The ground was soft and level.  zzzzzz.


The best thing about a good nights sleep, is that it is preparation for the finer moments that a river can share; morning paddles – be on the water at 8:15.


Gordy and I were once again paddling a familiar setting


coffee, and the morning’s peace eased the transition into another day.



interesting objects


a cormorant, turtle, and speedboat


The Ichetucknee

At the Ichetucknee the water is a 10! Crystal clear, we paddled up to the first landing available.  Our plans included the option of paddling the 6 miles up to the Iche’s spring-head, but having seen the awesome beauty of the Sante Fe’s springs already – the paddle really wasn’t necessary.

Our paddle rate had been leisurely and we wanted to keep it that way – so we eased on.


There were limestone shorelines of eons past


and mighty trees, some eroding away


.Simple directions


After the Hwy 129 bridge it was a few more miles out to the Suwannee.


It began to cloud up, and out of nowhere Ellie Rays appeared.  At our pace it was easy to see the neon beverage sign on the window of their bar/restaurant.  Could there be some ‘land-food’ in our immediate future??? It was one fine place, on one fine river.
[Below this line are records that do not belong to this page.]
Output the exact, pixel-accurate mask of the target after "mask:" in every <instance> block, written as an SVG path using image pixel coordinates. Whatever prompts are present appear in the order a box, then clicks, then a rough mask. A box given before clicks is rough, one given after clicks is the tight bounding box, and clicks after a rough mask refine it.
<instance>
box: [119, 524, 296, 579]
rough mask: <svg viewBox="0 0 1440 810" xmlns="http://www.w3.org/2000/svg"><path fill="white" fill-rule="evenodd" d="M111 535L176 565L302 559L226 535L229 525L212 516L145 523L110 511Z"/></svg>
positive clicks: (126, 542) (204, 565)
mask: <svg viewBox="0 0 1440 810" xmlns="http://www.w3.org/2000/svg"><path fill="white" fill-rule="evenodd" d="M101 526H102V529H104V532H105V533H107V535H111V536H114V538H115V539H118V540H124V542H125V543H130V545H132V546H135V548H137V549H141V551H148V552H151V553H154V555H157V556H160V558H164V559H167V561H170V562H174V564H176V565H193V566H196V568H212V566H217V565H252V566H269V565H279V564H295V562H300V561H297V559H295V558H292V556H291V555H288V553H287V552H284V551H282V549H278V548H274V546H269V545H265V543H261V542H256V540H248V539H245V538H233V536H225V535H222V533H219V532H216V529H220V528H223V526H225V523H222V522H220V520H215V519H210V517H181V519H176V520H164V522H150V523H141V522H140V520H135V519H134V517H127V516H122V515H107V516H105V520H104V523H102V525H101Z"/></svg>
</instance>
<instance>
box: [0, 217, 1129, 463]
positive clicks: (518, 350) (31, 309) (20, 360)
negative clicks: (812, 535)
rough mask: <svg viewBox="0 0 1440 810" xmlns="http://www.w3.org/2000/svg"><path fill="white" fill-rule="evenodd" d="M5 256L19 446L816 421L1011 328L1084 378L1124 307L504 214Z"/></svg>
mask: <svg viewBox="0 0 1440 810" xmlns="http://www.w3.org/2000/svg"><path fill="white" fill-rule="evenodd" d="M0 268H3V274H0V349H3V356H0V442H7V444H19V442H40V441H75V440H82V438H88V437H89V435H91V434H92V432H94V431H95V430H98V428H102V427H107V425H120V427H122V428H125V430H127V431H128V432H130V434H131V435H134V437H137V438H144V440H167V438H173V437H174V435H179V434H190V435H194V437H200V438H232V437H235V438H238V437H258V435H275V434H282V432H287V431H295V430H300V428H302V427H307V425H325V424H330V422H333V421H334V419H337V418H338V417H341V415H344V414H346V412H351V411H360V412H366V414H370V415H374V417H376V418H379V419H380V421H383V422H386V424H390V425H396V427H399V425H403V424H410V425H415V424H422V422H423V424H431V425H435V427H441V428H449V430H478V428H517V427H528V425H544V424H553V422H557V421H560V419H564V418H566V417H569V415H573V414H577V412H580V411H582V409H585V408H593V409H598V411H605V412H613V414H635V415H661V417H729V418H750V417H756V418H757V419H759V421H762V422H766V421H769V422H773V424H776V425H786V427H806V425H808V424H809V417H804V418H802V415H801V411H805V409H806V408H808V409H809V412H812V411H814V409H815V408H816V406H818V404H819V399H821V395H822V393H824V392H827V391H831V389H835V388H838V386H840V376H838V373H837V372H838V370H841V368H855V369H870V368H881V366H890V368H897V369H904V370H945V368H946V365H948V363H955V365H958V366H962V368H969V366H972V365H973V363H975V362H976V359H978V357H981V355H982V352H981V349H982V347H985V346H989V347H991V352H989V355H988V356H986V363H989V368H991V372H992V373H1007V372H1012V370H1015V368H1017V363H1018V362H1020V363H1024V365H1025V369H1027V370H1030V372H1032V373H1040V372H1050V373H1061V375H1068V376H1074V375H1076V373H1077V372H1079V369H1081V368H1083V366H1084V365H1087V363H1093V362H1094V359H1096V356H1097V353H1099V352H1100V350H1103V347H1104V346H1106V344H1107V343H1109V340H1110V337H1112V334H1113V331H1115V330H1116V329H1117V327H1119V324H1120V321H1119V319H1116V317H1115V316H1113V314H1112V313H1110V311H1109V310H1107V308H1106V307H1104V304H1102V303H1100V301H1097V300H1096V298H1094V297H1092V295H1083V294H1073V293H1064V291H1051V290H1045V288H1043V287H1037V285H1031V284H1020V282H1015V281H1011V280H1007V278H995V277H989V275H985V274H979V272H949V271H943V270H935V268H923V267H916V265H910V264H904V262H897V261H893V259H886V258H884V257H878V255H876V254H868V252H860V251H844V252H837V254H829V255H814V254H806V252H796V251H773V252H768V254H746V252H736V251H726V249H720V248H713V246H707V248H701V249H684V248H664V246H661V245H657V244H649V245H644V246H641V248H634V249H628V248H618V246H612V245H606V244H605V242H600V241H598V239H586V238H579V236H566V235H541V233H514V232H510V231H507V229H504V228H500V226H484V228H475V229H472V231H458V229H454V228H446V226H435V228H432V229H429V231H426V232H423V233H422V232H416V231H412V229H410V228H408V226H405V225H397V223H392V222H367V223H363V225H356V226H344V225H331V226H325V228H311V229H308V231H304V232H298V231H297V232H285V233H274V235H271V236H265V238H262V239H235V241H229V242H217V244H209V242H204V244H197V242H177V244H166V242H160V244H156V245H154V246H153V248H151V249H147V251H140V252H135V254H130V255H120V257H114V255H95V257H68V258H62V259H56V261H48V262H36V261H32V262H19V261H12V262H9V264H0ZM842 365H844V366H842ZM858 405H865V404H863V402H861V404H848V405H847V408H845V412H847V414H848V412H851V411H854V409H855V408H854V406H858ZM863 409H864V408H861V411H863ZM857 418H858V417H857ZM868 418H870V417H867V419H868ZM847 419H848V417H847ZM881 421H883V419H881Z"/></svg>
The rain came about the same time as our double-burgers and my beverage went down like the water falling off the roof. There was serious contemplation about sitting right on that stool and calling the outpost – they could deliver our vehicle to Ellie Rays (a good idea for someone paddling the Sante Fe).  The showers subsided, and Sun returned.
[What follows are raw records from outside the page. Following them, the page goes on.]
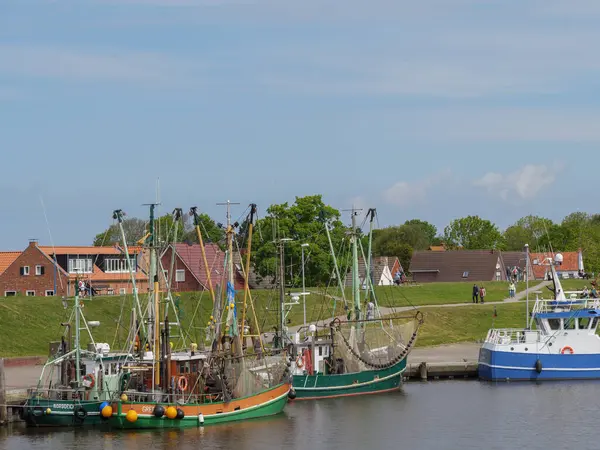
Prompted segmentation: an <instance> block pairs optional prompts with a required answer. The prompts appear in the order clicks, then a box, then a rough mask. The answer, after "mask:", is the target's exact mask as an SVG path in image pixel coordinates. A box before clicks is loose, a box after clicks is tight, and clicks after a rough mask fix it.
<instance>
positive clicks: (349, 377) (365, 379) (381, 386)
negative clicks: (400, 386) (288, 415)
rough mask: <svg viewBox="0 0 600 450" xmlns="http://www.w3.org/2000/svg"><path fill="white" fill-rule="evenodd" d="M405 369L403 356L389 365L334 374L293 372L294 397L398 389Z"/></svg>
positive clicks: (347, 393) (342, 395)
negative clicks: (296, 372)
mask: <svg viewBox="0 0 600 450" xmlns="http://www.w3.org/2000/svg"><path fill="white" fill-rule="evenodd" d="M405 370H406V358H404V359H402V361H399V362H398V363H396V364H395V365H393V366H392V367H389V368H387V369H381V370H366V371H363V372H350V373H344V374H339V375H338V374H335V375H322V374H317V375H294V379H293V387H294V391H295V392H296V400H315V399H322V398H335V397H347V396H353V395H367V394H377V393H381V392H388V391H393V390H397V389H399V388H400V386H401V384H402V374H403V373H404V371H405Z"/></svg>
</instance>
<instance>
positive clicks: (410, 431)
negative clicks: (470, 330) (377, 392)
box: [0, 381, 600, 450]
mask: <svg viewBox="0 0 600 450" xmlns="http://www.w3.org/2000/svg"><path fill="white" fill-rule="evenodd" d="M598 394H600V382H596V381H589V382H557V383H549V382H547V383H543V384H539V385H536V384H533V383H511V384H506V383H500V384H487V383H480V382H477V381H436V382H429V383H423V384H421V383H409V384H405V385H404V387H403V389H402V391H399V392H396V393H393V394H382V395H375V396H365V397H356V398H342V399H331V400H322V401H318V402H296V403H293V404H289V405H288V406H287V407H286V410H285V412H284V413H283V414H281V415H279V416H276V417H272V418H268V419H262V420H256V421H251V422H240V423H236V424H229V425H217V426H212V427H205V428H204V429H187V430H181V431H162V432H155V431H148V432H120V431H119V432H111V433H106V432H105V433H102V432H97V431H92V430H90V431H86V430H67V431H56V430H36V429H25V428H23V427H20V426H19V427H13V428H12V429H0V449H1V450H5V449H6V450H26V449H36V450H43V449H47V450H69V449H76V448H77V449H85V450H100V449H103V450H112V449H115V450H138V449H139V450H149V449H160V450H163V449H176V450H192V449H194V450H199V449H202V450H208V449H236V450H254V449H260V450H271V449H273V450H274V449H277V450H279V449H282V448H285V449H286V450H287V449H302V450H309V449H344V450H350V449H369V450H375V449H394V450H399V449H411V450H412V449H427V450H428V449H432V450H433V449H435V450H440V449H457V450H458V449H460V450H464V449H477V450H481V449H482V448H485V449H486V450H494V449H518V448H526V449H527V450H536V449H544V450H554V449H562V448H567V447H568V446H572V445H576V447H577V449H578V450H586V449H594V450H596V449H597V448H598V444H597V443H596V440H597V433H596V429H597V427H598V423H599V422H600V406H599V405H598V404H599V403H600V402H599V401H598Z"/></svg>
Working our way through the burger and another beverage – Gordy and I set-out to complete our trip as planned; a mile or so to the Suwannee, then 10 miles to Rocky Bluff….


I am impressed with this river and highly recommend the experience.  The Sante Fe is a primitive river and with all those wonderful springs along the way the water clarity is high – to clear.  The river’s Natural quality is beyond that.  This river supports healthy aquatic life which in turn support other system-species seemingly abundant and thriving.
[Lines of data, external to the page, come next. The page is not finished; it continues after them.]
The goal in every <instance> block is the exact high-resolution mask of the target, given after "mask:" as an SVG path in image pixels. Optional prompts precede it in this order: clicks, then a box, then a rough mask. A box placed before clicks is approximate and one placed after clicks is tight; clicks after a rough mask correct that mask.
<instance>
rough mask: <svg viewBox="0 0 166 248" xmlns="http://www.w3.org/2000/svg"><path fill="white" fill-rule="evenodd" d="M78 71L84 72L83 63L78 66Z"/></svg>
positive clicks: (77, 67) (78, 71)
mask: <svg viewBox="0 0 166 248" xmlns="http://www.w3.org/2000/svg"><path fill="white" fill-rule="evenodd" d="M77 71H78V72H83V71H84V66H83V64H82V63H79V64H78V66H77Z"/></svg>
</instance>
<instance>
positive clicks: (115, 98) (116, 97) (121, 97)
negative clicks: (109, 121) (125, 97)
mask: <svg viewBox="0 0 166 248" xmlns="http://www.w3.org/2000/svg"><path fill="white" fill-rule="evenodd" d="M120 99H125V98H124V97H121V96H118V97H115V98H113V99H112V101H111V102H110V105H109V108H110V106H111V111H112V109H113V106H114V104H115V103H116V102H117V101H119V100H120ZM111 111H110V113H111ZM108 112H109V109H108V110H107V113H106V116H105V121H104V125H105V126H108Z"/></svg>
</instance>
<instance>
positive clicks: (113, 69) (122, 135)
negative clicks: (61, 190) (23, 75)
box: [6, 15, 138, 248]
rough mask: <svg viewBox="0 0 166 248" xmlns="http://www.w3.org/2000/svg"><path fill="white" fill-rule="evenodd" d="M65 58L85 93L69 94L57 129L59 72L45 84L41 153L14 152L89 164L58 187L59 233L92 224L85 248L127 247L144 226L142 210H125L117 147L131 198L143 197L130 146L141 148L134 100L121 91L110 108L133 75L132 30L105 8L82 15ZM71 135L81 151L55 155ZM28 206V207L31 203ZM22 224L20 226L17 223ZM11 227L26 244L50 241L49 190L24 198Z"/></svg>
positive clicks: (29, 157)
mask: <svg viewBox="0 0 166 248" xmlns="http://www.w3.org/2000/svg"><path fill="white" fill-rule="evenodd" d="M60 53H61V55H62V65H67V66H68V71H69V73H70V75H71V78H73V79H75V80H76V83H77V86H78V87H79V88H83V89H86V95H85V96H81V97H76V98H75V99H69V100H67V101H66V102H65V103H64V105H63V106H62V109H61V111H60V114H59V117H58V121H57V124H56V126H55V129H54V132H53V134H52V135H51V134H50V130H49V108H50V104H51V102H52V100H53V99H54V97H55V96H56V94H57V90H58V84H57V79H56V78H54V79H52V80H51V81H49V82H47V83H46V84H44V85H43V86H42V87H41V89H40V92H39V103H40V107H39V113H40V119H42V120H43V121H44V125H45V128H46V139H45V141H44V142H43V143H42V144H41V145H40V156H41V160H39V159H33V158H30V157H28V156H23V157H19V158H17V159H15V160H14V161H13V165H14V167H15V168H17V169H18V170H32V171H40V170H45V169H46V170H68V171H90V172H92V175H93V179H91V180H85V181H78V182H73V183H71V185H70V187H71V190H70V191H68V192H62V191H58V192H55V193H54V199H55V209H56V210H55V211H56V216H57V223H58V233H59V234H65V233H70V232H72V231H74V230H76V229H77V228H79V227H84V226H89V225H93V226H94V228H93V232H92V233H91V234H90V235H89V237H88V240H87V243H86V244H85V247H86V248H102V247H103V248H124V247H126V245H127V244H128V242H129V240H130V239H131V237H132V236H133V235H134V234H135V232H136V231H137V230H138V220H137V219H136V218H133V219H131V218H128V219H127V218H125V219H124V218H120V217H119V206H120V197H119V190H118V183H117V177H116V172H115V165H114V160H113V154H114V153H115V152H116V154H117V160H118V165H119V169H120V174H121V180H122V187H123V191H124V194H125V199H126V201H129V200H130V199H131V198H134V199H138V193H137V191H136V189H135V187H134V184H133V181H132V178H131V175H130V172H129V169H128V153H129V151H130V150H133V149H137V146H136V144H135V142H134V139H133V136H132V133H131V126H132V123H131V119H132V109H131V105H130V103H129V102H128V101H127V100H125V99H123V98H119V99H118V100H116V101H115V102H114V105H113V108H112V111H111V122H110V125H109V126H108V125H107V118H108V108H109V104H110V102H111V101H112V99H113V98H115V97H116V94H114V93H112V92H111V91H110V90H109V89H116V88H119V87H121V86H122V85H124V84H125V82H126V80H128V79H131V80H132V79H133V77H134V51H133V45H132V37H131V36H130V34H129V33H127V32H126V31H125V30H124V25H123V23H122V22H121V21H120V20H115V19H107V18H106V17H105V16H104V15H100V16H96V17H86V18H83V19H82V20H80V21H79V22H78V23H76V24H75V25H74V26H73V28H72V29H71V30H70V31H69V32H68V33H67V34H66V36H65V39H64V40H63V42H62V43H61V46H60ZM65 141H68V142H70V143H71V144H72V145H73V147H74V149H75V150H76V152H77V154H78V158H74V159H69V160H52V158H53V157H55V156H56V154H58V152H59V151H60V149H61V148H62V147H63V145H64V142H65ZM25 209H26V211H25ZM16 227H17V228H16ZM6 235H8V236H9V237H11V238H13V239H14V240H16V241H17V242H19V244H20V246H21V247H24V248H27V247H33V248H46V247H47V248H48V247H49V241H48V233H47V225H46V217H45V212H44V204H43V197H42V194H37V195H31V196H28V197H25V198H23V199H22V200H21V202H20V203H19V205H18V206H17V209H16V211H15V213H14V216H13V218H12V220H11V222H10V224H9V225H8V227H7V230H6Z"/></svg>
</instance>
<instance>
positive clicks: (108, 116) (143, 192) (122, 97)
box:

The Sante Fe provides a setting for family day trips, or longer paddle trips.  If pondering distance paddling – this and/or the Suwannee rivers provide fine settings for getting a feel of such adventure.  The river’s simple length of @ 30 miles with multiple access points and the potential of culminating at one of the RV parks (there are two beyond 129, Ellie Rays recommended) makes this a very desirable paddle experience for any paddler.


Sante Fe River Mileage Chart
00.0    Santa Fe Rise
02.4    Darby Spring river left
02.5    US 441 bridge
02.6    Santa Fe Outpost (rentals)
02.7    High Springs Ramp off US 441
02.8    Columbia Springs river right
04.8    Suck Hole river right
05.7    River Rise Ramp off US 27
05.8    US 27 bridge
06.6    Transmission Line
07.2    Allen Spring river left
07.8    Poe Spring
08.6    Lilly Spring
09.6    Rum Island County Park
09.8    Gilchrist Blue Spring river left
10.1    Transmission Line
10.7    Devils Eye and Devils Ear Spring river left, July Spring river right
10.9    Ginnie Spring
11.2    Ginnie Springs ramp
11.4    Sawdust Spring river right
13.0    Transmission Line
13.6    Unnamed springs in river bend
13.7    Siphon Creek East
13.9    Siphon Creek West
14.5    Santa Fe River County ramp off SR 47
15.0    Hollingsworth Bluff Ramp
17.5    Wilson Spring river right
17.7    Wilson Springs ramp
19.6    Ira Bea Oasis ramp
20.7    Jamison Spring river right
20.9    Sunbeam Spring river right
21.6    Oasis Spring right left
23.4    Ichetucknee joins from river right
26.5    Betty Spring river right
26.8    Troop Spring river left
27.9    Lemmons Memorial Park ramp off US 129
28.2    Sandy Point Campground ramp
28.8    Campground Spring
29.0    Ellie Ray’s River Landing Ramp
29.1    Trail Spring
29.5    Unnamed spring in swamp river right
30.0    Unnamed springs In swamp river left
30.2    Wanamake Ramp
30.3    Confluence with Suwannee River


1504-Inglis Gulf

Paddling the other two rivers on this trip didn’t work out, but somehow in justifying direction I felt fulfilled by the Sante Fe.  It had rejuvenated me with the riversphere that I needed within – “Good ’nuff.”